For best results, use isomeric SMILES, which provide explicit tetra chirality and cis/trans isomerism.

By default, the generator uses the model trained on QMugs, which is provided by this repository in the checkpoints directory. The model trained on GEOM-drugs is also available. Or you can train your own model (see instructions below).

By default, ten conformers are generated, using the CPU. Alternatives are available using command line options. Depending on hardware, employing a GPU could be faster, especially for a larger number of conformers or a particularly large molecule.

By default, only the final conformers are saved. The -trace option is provided if you wish to inspect intermediate solutions created during generation. Provide this option with a filename prefix, and the script will save a molecule file for each generated conformer that includes each step by appending an integer to the prefix. For example:

> ./generate_one.py "C([C@@H]([C@@H]1C(=C(C(=O)O1)O)O)O)O" --trace output/frame

produces ten files output/frame000.sdf, output/frame001.sdf, etc. The following is an animation created from an example of one of these files.

Example 2

If you want to use guided generation using the simple repulsive term as described in the article, apply the --repulsion option. This can be useful for some difficult examples, such as natamycin, which contains a macrocycle.

> ./generate_one.py "C[C@@H]1C/C=C/C=C/C=C/C=C/[C@@H](C[C@H]2[C@@H]([C@H](C[C@](O2)(C[C@H](C[C@@H]3[C@H](O3)/C=C/C(=O)O1)O)O)O)C(=O)O)O[C@H]4[C@H]([C@H]([C@@H]([C@H](O4)C)O)N)O" --repulsion 0.5

Example 3

Many molecules

The generate_many.py script can be used to generate multiple conformers for many molecules. The input should be a space-separated file containing one molecule per line with the first column the isomeric smiles and the second column a unique molecule name. The name is used to generate the output sdf files in the given directory.

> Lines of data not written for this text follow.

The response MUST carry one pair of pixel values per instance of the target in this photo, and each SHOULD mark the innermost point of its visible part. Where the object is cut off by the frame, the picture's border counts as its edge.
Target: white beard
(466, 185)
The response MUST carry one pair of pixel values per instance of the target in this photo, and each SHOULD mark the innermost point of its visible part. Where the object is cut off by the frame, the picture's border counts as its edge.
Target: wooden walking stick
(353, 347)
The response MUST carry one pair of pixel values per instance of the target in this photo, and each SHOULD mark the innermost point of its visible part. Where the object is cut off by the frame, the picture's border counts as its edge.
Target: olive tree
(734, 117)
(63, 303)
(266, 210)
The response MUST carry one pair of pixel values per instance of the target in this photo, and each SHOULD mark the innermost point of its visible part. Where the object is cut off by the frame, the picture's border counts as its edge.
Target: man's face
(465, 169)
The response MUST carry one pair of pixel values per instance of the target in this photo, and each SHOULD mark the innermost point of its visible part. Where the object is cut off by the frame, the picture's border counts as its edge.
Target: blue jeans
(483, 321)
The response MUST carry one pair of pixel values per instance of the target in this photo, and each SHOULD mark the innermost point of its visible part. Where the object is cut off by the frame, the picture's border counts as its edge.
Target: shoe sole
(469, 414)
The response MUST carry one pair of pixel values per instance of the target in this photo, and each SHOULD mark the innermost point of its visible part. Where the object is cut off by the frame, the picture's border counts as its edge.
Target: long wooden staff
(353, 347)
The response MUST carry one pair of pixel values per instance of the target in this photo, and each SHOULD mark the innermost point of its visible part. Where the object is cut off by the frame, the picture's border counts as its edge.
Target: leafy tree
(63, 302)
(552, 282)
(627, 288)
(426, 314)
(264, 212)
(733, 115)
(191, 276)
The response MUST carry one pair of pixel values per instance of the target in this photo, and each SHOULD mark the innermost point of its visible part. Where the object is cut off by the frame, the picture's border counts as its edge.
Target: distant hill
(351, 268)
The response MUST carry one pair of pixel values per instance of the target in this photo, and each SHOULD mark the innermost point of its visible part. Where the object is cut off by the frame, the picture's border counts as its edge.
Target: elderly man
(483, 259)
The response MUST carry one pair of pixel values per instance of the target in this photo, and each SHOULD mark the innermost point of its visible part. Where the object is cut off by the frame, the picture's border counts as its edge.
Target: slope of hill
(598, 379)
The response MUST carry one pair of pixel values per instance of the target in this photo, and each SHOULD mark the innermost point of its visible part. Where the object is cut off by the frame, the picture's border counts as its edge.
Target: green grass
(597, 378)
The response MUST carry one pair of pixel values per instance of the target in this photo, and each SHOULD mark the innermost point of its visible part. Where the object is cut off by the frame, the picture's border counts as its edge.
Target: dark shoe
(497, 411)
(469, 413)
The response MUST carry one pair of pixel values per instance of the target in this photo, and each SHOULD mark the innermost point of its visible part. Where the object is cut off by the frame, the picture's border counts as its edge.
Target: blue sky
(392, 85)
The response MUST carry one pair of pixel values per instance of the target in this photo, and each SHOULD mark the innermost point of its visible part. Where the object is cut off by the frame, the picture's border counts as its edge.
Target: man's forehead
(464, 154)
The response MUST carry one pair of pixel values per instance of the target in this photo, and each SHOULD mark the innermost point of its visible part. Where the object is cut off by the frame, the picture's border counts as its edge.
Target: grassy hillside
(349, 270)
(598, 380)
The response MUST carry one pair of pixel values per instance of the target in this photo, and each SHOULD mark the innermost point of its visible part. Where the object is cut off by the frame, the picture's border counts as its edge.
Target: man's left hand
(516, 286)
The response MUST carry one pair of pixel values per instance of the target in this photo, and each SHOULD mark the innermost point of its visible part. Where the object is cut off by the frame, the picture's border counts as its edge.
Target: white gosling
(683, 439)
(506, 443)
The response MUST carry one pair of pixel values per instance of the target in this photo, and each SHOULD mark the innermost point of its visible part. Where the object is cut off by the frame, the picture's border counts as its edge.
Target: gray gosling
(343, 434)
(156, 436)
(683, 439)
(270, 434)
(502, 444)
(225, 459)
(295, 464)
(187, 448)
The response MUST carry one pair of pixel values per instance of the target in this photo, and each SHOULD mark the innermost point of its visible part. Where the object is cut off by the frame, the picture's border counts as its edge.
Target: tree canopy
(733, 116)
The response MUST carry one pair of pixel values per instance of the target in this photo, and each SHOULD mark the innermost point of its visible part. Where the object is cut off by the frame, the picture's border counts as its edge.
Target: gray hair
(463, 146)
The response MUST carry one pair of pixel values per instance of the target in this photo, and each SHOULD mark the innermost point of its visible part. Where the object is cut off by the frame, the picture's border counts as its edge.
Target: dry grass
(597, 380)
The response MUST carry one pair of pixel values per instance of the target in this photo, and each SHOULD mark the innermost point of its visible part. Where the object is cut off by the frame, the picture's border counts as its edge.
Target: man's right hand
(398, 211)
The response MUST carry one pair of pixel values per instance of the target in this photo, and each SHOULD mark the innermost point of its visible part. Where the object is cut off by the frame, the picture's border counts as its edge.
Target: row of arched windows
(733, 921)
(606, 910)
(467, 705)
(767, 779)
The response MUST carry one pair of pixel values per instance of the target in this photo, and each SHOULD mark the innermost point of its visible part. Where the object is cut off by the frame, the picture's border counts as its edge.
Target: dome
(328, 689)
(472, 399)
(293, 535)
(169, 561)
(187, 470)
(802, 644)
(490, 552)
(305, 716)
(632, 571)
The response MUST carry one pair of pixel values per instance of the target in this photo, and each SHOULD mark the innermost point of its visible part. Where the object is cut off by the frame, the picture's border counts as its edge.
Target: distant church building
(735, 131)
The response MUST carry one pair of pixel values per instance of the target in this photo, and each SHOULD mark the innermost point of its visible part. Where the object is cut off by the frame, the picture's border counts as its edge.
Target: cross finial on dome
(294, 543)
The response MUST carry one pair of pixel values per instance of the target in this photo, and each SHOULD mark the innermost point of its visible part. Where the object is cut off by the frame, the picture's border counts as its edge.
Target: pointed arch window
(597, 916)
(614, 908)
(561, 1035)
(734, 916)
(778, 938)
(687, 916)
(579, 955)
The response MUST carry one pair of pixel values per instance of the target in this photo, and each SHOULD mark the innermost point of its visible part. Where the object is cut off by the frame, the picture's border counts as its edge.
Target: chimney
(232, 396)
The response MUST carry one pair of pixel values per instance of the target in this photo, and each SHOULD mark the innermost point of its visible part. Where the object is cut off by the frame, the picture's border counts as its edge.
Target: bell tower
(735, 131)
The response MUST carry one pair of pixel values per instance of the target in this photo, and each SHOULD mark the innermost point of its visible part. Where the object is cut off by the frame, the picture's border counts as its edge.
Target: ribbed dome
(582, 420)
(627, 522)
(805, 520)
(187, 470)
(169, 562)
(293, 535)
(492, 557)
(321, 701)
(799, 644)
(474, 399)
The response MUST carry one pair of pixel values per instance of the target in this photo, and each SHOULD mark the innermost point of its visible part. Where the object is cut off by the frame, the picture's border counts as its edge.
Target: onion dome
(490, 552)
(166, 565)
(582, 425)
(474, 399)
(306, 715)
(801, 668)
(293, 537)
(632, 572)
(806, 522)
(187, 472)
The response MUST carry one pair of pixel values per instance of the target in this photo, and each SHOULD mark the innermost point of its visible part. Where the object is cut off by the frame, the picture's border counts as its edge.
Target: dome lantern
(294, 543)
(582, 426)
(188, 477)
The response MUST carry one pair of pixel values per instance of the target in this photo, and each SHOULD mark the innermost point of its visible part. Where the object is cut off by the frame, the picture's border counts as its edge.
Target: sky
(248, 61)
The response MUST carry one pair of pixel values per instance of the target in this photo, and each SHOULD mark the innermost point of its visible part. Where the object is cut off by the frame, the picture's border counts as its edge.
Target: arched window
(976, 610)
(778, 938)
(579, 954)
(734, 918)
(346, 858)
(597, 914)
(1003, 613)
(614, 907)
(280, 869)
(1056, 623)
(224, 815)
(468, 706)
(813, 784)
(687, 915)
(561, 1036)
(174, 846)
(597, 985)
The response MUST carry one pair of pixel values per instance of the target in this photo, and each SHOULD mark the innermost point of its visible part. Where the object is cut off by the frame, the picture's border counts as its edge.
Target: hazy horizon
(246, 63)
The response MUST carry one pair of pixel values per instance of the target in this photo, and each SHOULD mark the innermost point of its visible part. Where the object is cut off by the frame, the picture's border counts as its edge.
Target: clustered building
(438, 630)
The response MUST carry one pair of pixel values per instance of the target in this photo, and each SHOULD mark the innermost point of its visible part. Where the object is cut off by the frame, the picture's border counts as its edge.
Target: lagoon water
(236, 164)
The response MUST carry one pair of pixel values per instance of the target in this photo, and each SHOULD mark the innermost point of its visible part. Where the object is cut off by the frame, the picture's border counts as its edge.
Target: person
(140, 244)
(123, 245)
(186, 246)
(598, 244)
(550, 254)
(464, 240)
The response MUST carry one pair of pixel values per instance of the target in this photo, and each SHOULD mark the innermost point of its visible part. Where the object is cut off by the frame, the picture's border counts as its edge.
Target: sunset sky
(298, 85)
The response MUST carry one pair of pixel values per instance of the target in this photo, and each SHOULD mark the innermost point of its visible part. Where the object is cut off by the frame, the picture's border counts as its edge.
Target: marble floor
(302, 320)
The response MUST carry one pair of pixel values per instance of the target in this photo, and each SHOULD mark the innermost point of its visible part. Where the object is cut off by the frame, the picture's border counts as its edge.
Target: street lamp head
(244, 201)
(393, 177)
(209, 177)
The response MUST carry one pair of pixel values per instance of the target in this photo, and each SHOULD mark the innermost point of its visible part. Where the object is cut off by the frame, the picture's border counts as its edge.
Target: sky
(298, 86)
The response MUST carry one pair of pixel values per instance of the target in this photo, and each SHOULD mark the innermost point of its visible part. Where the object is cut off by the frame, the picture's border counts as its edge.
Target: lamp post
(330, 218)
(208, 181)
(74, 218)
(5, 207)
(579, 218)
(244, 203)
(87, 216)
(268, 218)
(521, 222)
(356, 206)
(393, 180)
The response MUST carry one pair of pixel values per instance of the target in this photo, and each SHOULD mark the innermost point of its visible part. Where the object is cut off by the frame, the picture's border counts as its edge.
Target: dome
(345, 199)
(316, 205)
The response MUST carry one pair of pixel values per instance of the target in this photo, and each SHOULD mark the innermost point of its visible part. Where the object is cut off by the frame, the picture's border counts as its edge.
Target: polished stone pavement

> ./generate_many.py example.smi 
100%|████████████████████████████████████████████████████████████████| 3/3 [00:00<00:00, 921.89it/s]
> ls output
aspirin.sdf  viagra.sdf  vitamin_C.sdf

By default, ten conformers are generated for each molecule, using the CUDA library. Batching is used to generate molecules in parallel. Use the --batch option to increase or decrease the number of batched atoms to match the memory limitations of your hardware.

Training

Data preparation

The provided training code expects the input conformers to be in a standard format, stored in a sqlite3 database. The script build_source.py can be used to build a database. For QMugs and/or GEOM-drugs, download the source data, edit the script appropriately (to point to where you have stored the files), and then invoke it. Creating the database is a one-time step that will take a few hours, depending on the speed of your system.

Data set Download link
QMugs https://libdrive.ethz.ch/index.php/s/X5vOBNSITAG5vzM
GEOM-drugs https://dataverse.harvard.edu/api/access/datafile/4327252

The script is fairly simple and can be modified for other conformer sources.

Training

Training is performed using the train.py script.

> ./train.py data/qmugs.db

Depending on resources and the size of the dataset, training can take between a few hours or several days. A GPU or TPU is recommended. Adjust the batch size to match your memory resources. Performance may be limited by the speed of the file system containing the sqlite3 database. If you are in a hurry, using a portion of the dataset or fewer epochs will produce a useable model for experimentation, although accuracy may suffer to a degree.

Probing

Probing the structure of a model requires an example molecule and some careful accounting. An example is available in probe.ipynb.